And we often use “nation” and “country” indistinguishably (especially
Americans) but the point of “national sovereignty” was that each “nation” or
“race” (in his time it was common to say “Italian race” or “Irish race”)
should have self-government regardless of whether they had been living happily
together or not.

Not that he felt the US should be slit up or anything — having the “white man”
(as they phrased it then) run everything was important to him.

------
bobthechef
Too hand wavy.

On a related note, "On the Plurality of Civilizations"[0] by Feliks Koneczny
offers interesting insights. Koneczny, too, wrote this book in the 1930s, but
I have no reason to think he falls into the same camp(s) the article mentions.
For instance, while he classifies civilizations according to a set of criteria
he develops in the book, he does not believe that any society is
civilizationally "pure". However, he does believe that any self-respecting
civilization does spread and "wants" to spread. Spreading, of course, may be
accomplished by sharing ones civilization with others, confident that it is
good and right. It may be spread by the sword. I may also be spread in
incidental ways, such as the way laws governing marriage may require e.g. that
children in interfaith marriages be raised in the faith of the father or the
mother which I believe is how Islam spread in Egypt (Muslim women are
forbidden from marrying non-Muslim men but Muslim men may marry non-Muslim
women but must raise their children in the Islamic faith). In any case,
economics suffers from problems, too, when it begins with a false
understanding of Man and society. The hyperindividualistic, atomistic extreme
on the one hand (e.g. libertarianism) and the collectivist, individual-denying
extreme on the other (e.g. socialism) both completely botch the proper
comprehension of man and society and how they relate.

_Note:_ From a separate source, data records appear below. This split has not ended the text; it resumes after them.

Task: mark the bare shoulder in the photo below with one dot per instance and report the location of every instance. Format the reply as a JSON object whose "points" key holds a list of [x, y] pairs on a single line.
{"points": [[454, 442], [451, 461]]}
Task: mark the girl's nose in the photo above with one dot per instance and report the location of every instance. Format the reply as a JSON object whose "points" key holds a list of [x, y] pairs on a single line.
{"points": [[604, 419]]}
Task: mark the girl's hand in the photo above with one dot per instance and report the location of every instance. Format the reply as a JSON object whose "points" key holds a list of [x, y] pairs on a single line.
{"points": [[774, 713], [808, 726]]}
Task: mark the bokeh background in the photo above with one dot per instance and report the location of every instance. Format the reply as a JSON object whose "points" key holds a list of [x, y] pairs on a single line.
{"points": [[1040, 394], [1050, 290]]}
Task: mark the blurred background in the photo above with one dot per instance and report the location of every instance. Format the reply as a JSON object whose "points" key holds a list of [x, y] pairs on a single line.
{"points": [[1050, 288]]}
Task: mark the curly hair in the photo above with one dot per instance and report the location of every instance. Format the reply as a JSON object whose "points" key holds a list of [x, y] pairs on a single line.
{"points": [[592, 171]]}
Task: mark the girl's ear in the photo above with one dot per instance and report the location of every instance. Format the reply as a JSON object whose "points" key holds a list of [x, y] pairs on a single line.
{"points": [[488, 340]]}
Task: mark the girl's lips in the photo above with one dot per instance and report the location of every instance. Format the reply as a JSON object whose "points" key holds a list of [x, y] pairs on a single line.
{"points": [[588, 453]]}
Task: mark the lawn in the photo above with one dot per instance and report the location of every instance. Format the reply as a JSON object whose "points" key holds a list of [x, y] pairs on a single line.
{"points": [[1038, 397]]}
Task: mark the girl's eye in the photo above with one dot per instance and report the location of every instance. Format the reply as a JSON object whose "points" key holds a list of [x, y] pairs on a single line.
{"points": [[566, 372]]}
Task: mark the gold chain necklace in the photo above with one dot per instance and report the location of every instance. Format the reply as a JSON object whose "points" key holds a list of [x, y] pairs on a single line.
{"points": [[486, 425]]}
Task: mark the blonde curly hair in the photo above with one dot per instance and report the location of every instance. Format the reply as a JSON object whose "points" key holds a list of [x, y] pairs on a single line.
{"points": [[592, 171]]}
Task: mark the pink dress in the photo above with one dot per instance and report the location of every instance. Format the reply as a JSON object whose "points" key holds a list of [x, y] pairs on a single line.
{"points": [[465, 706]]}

FWIW, Koneczny avoids
both.

[0] [https://www.scribd.com/doc/4464979/ON-THE-PLURALITY-OF-
CIVIL...](https://www.scribd.com/doc/4464979/ON-THE-PLURALITY-OF-
CIVILIZATIONS-Feliks-Koneczny-Entire-Book)

------
roenxi
A valid perspective, but it isn't completely obvious that thinking culturally
is outdated. America is losing its ability to police the world [0]. Even if
that is simply the military looking for more funding, given China's industrial
capability it is difficult to see the US maintaining its hegemony for the next
generation.

These 'old fashioned' ideas were formed in a world where equals competed from
resources, and the 'modern' ideas are being formed in a world where there is
only one superpower. The situation could easily change.

[0] [https://www.cbsnews.com/news/u-s-military-might-struggle-
to-...](https://www.cbsnews.com/news/u-s-military-might-struggle-to-win-or-
perhaps-lose-war-with-china-or-russia-report-says/)